How complicated pricing models get in the way of quoting proposals
Any salesperson in health and life sciences knows how complicated pricing can get in this industry. I mean, consider all the costs associated with just one clinical trial participant providing one tissue sample: First, the participant has to travel to a trial site, be seen by a nurse or physician, have the tissue sample extracted, record that sample data, and then have that sample tested in various lab conditions. Then, after all that, that data must be analyzed and prepared for presentation.
For just this one participant, CROs and clinical trials companies have to price at least:
Site leasing and maintenance
Nurse and physician payments
Medical preparations, such as anesthesia
Equipment for extraction and collection
And all the while making absolutely sure to comply with state, federal, or international regulations.
Clinical trials involve complex, meticulous research with hundreds, or even thousands, of participants. This becomes even more complicated when CROs go international and have to manage different countries' regulatory standards for equipment, drug testing, staffing, and more. Some governments even regulate pricing itself.
All of this amounts to incredibly detailed quotes, sometimes with thousands of lines of quote items. This complexity can be almost impossible to manage in an out-of-the-box vendor CPQ or pricing implementation, and even customized solutions struggle to account for the hyper-specificity of a clinical trials quote.
Why it's hard to move on from Excel
CROs already worked with a huge amount of data long before Roger Magoulas popularized the term “big data” in 2009. Before the digital era, this data was recorded manually. The digital revolution fueled a drive to record this information digitally, but the data's complexity and companies' entrenched business processes made transitioning away from these analog filing systems tough. Some companies and organizations took years to go fully digital, and some still rely on paper filing systems to this day.

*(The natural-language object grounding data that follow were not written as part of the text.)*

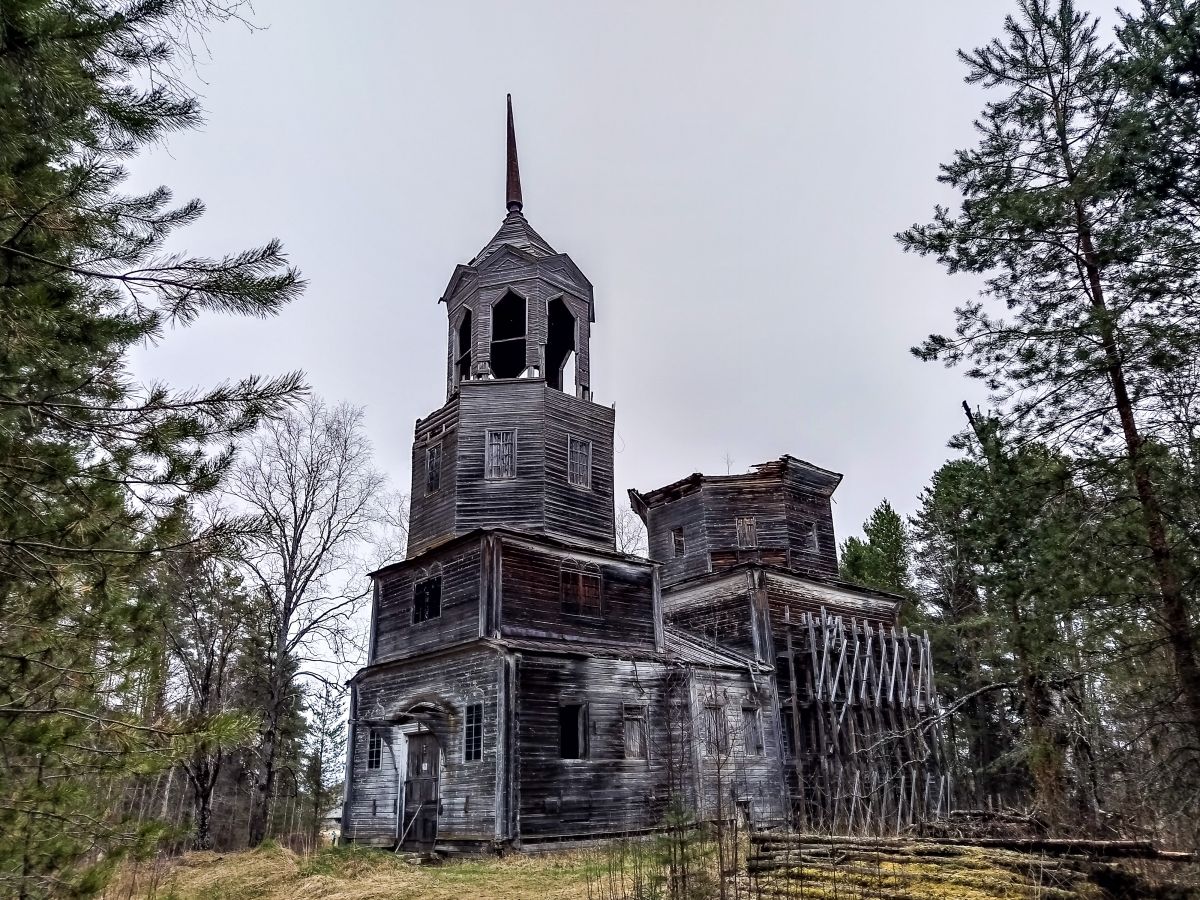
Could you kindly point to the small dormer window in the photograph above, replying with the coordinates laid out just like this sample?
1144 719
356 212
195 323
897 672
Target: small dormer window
502 454
433 468
748 533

With the advent of contract pricing engines and process automation, we're experiencing a new tough transition. Many—if not most—clinical trial companies rely on the manual systems that they've used for decades. CenterWatch reports that 78 percent of study startup processes are conducted in Excel, including pricing, budgeting, and quoting. Excel can't accommodate all the functions a startup process needs, though, which has led to companies incorporating external programs like cloud storage systems and electronic signature applications. These fulfill business needs but also create intricate, disconnected networks of programs that make it incredibly difficult to keep track of price lists, quote drafts, and even client communications.
78 percent is a lot of the industry to fall behind the curve. Occasionally CROs rely on these systems because that's what they're used to. More often, though, it's because the systems they've created in Excel are so complicated and vast that a basic pricing implementation doesn't seem to live up to a company's very real business needs. A clinical trial company's CPQ implementation can't just pop out of a box and be ready to go; it must be customized to the needs of an industry subject to intense regulation, scrutiny, and complexity. That customization has growing pains, and sometimes, it seems like a better option to just stick with the devil you know.